How do you understand the bid-ask spread in a prediction market?
Short answer
In a prediction market, the bid is the highest price a buyer is willing to pay for a share, the ask is the lowest price a seller is willing to accept, and the spread is the gap between them. A wider spread means you pay more to enter or exit a position than the midpoint price would suggest, which raises your effective trading cost.
What to know
Every prediction market with an order book operates on two prices at once. The bid represents demand — the best price available from someone who wants to buy. The ask represents supply — the best price available from someone who wants to sell. If you want to trade immediately, you take whichever side is available: buy at the ask or sell at the bid.
The spread is the numerical difference between those two prices. If the ask is a few cents above the bid, that gap is the cost of immediacy. When you buy at the ask and later sell at the bid without the underlying probability changing at all, you come out behind by roughly the size of the spread. This is sometimes called the round-trip cost.
Spread size depends on liquidity. Markets with many active participants and large volumes tend to have tight spreads, meaning the bid and ask are very close together. Thin markets, or markets near resolution where uncertainty is low but participation has dried up, can have wide spreads that make trading expensive relative to any edge you might perceive.
The midpoint between the bid and the ask is often treated as a rough proxy for the market's current implied probability. A share priced at the midpoint of a spread reflects the aggregate expectation of all active participants, but you cannot actually trade at the midpoint unless you place a limit order and wait for someone to meet you there.
Key points
- The bid is the highest price any buyer currently offers; the ask is the lowest price any seller currently accepts.
- The spread is the distance between them and represents a hidden cost embedded in every immediate trade.
- Buying at the ask and selling at the bid — even with no change in probability — results in a loss equal to the spread.
- Tight spreads signal a liquid, competitive market; wide spreads signal thin or uncertain participation.
- You can avoid paying the spread by placing a limit order at or near the midpoint, but your order may not fill quickly or at all.
- Spread costs compound if you enter and exit a position multiple times.
Steps
- Look at the current order book for the market you are interested in and identify the best bid and best ask on the outcome you want to trade.
- Calculate the spread by subtracting the bid from the ask.

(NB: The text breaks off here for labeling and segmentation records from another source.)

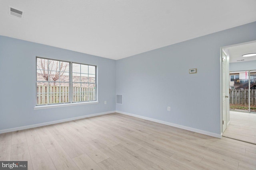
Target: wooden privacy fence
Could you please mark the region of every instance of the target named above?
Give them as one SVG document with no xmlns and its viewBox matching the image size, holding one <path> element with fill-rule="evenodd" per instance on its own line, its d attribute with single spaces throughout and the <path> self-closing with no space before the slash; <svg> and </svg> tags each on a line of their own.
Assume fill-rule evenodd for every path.
<svg viewBox="0 0 256 170">
<path fill-rule="evenodd" d="M 37 105 L 69 102 L 69 87 L 38 86 L 37 87 Z M 73 87 L 72 102 L 95 100 L 94 88 Z"/>
<path fill-rule="evenodd" d="M 256 105 L 256 90 L 251 89 L 249 96 L 248 89 L 230 89 L 230 103 L 248 105 L 250 99 L 251 105 Z"/>
</svg>

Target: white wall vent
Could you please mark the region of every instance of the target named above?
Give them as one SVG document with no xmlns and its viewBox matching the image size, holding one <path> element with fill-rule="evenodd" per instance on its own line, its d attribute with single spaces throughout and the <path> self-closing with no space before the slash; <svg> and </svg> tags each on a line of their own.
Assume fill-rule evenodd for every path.
<svg viewBox="0 0 256 170">
<path fill-rule="evenodd" d="M 116 104 L 123 104 L 123 96 L 122 94 L 116 95 Z"/>
<path fill-rule="evenodd" d="M 11 16 L 22 18 L 23 18 L 23 12 L 21 11 L 14 9 L 10 6 L 9 7 L 9 14 Z"/>
</svg>

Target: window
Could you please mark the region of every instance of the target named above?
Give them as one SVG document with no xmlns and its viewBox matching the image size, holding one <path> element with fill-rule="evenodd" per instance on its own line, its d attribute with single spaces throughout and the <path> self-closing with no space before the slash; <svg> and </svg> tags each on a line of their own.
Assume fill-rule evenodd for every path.
<svg viewBox="0 0 256 170">
<path fill-rule="evenodd" d="M 36 65 L 36 106 L 96 101 L 96 66 L 40 57 Z"/>
<path fill-rule="evenodd" d="M 73 63 L 73 102 L 95 100 L 96 67 Z"/>
</svg>

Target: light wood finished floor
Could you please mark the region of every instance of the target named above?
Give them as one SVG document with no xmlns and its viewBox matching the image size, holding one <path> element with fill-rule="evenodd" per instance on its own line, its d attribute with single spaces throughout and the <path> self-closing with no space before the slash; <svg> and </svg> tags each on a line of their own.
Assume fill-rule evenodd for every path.
<svg viewBox="0 0 256 170">
<path fill-rule="evenodd" d="M 34 170 L 255 170 L 256 145 L 112 113 L 0 134 Z"/>
<path fill-rule="evenodd" d="M 256 144 L 256 114 L 230 111 L 230 125 L 223 136 Z"/>
</svg>

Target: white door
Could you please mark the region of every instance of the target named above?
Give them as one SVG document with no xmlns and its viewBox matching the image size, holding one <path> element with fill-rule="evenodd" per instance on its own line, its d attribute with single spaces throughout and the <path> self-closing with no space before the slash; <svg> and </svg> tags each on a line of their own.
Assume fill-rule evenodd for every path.
<svg viewBox="0 0 256 170">
<path fill-rule="evenodd" d="M 226 128 L 226 56 L 225 53 L 222 53 L 222 132 L 224 132 Z"/>
</svg>

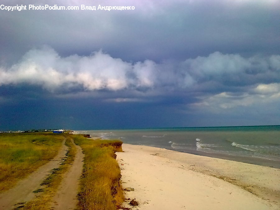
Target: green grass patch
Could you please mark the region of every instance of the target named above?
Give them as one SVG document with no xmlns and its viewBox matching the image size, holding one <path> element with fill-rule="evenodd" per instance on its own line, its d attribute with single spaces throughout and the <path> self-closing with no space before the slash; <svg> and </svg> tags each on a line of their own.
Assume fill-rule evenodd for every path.
<svg viewBox="0 0 280 210">
<path fill-rule="evenodd" d="M 120 186 L 120 170 L 115 152 L 122 151 L 122 142 L 73 137 L 85 155 L 79 209 L 112 210 L 123 201 Z"/>
<path fill-rule="evenodd" d="M 64 178 L 64 174 L 74 161 L 76 152 L 76 147 L 72 142 L 71 138 L 67 134 L 65 134 L 65 136 L 67 137 L 65 145 L 68 147 L 68 149 L 65 157 L 63 158 L 64 164 L 61 165 L 59 168 L 55 168 L 49 171 L 51 173 L 40 184 L 44 187 L 44 192 L 33 200 L 27 203 L 21 209 L 23 210 L 51 209 L 49 204 L 53 197 Z"/>
<path fill-rule="evenodd" d="M 51 133 L 0 134 L 0 193 L 53 158 L 64 139 Z"/>
</svg>

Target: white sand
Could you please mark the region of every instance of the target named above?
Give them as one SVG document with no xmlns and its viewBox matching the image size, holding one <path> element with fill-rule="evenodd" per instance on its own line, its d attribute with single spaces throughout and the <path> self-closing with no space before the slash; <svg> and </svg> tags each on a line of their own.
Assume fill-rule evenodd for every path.
<svg viewBox="0 0 280 210">
<path fill-rule="evenodd" d="M 123 187 L 134 189 L 125 197 L 139 202 L 135 209 L 280 209 L 279 169 L 151 147 L 122 147 L 125 152 L 117 154 Z M 249 187 L 259 196 L 241 188 Z M 268 194 L 272 200 L 269 195 L 260 197 Z M 123 206 L 132 208 L 129 201 Z"/>
</svg>

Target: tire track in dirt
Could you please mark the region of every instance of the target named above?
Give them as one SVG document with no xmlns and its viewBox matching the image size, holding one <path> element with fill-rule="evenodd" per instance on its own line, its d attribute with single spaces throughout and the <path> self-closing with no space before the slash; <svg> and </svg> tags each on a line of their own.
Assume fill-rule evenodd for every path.
<svg viewBox="0 0 280 210">
<path fill-rule="evenodd" d="M 74 145 L 77 149 L 75 159 L 53 198 L 52 209 L 64 210 L 76 208 L 79 188 L 79 180 L 82 174 L 84 155 L 81 147 Z"/>
<path fill-rule="evenodd" d="M 65 156 L 67 149 L 65 142 L 64 140 L 58 154 L 53 159 L 19 181 L 13 188 L 0 194 L 0 210 L 13 209 L 17 206 L 15 204 L 30 201 L 35 197 L 36 194 L 33 191 L 44 188 L 40 184 L 49 174 L 48 171 L 58 167 L 61 159 Z"/>
</svg>

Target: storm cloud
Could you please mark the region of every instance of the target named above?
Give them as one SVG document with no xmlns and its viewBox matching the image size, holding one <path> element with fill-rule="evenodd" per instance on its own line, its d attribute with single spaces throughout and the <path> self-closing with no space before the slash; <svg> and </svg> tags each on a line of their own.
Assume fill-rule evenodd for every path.
<svg viewBox="0 0 280 210">
<path fill-rule="evenodd" d="M 279 1 L 82 2 L 24 3 L 135 9 L 0 11 L 0 128 L 280 123 Z"/>
</svg>

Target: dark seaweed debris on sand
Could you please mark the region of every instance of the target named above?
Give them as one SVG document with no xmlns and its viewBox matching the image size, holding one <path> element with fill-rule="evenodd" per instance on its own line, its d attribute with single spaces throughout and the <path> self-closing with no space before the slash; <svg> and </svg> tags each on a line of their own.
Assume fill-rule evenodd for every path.
<svg viewBox="0 0 280 210">
<path fill-rule="evenodd" d="M 139 204 L 136 200 L 135 199 L 135 198 L 134 198 L 130 201 L 130 202 L 129 202 L 129 205 L 133 206 L 138 206 L 139 205 Z"/>
</svg>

A smaller number means lower immediate trading cost.
- Compare the spread to the midpoint price to assess what percentage of your position value you are giving up just by trading at market price.
- Decide whether to accept the ask price for an immediate fill or place a limit order closer to the midpoint and wait for a counterparty.
- If you place a limit order, monitor whether it gets filled, since a limit order that sits unfilled leaves your capital idle and the opportunity may pass.
- Before exiting a position, check the spread again, because it can widen or narrow significantly between the time you opened and when you want to close.
- Account for the round-trip spread cost when evaluating whether a trade makes sense, since you pay it on the way in and again on the way out.
How it compares
- In a traditional stock market, bid-ask spreads work the same way, but markets typically have market makers whose job is to narrow spreads and provide liquidity.
- In a prediction market, liquidity often comes from other traders rather than dedicated market makers, so spreads can be wider and more variable, especially on niche or low-volume markets.
- Compared to fixed-odds gambling, where the operator sets a take that is always embedded in the price, prediction market spreads are visible in the order book and can vary in real time based on participation.
- Unlike a poll, which reflects stated intentions, a prediction market spread reveals actual willingness to commit money at specific prices, which some analysts consider more informative about genuine uncertainty.
FAQ
What does it mean when the spread is very wide?
A wide spread usually indicates low liquidity or high uncertainty about the outcome. It means there is a significant gap between what buyers are willing to pay and what sellers are willing to accept, and trading immediately will cost you more relative to the underlying probability.
Can the spread change after I place an order?
Yes. Spreads fluctuate constantly as new orders come in and existing orders are filled or cancelled. A spread that was narrow when you checked may be wider or narrower by the time your limit order is visible in the book.
Is the midpoint always an accurate reflection of the true probability?
The midpoint is a useful reference but not a guarantee. In illiquid markets with few participants, the midpoint can be skewed by a single large order or reflect stale prices from inactive traders rather than genuine current sentiment.
Does the spread affect both sides of a binary market equally?
Not necessarily. Each outcome in a binary market, the yes side and the no side, has its own order book with its own bid and ask. The spread on one side may be tighter or wider than on the other depending on where trading activity is concentrated.
What is a limit order and how does it help with spreads?
A limit order is an instruction to buy or sell only at a price you specify or better. Placing a limit order at the midpoint means you are adding to the order book rather than taking from it, which means you may avoid paying the spread entirely if another trader accepts your price.
Do larger trades face higher spread costs?
Often yes. A large order may exhaust the available liquidity at the best bid or ask, so portions of the order fill at progressively worse prices as it moves through the book. This is called market impact and is a reason why large traders sometimes split orders over time.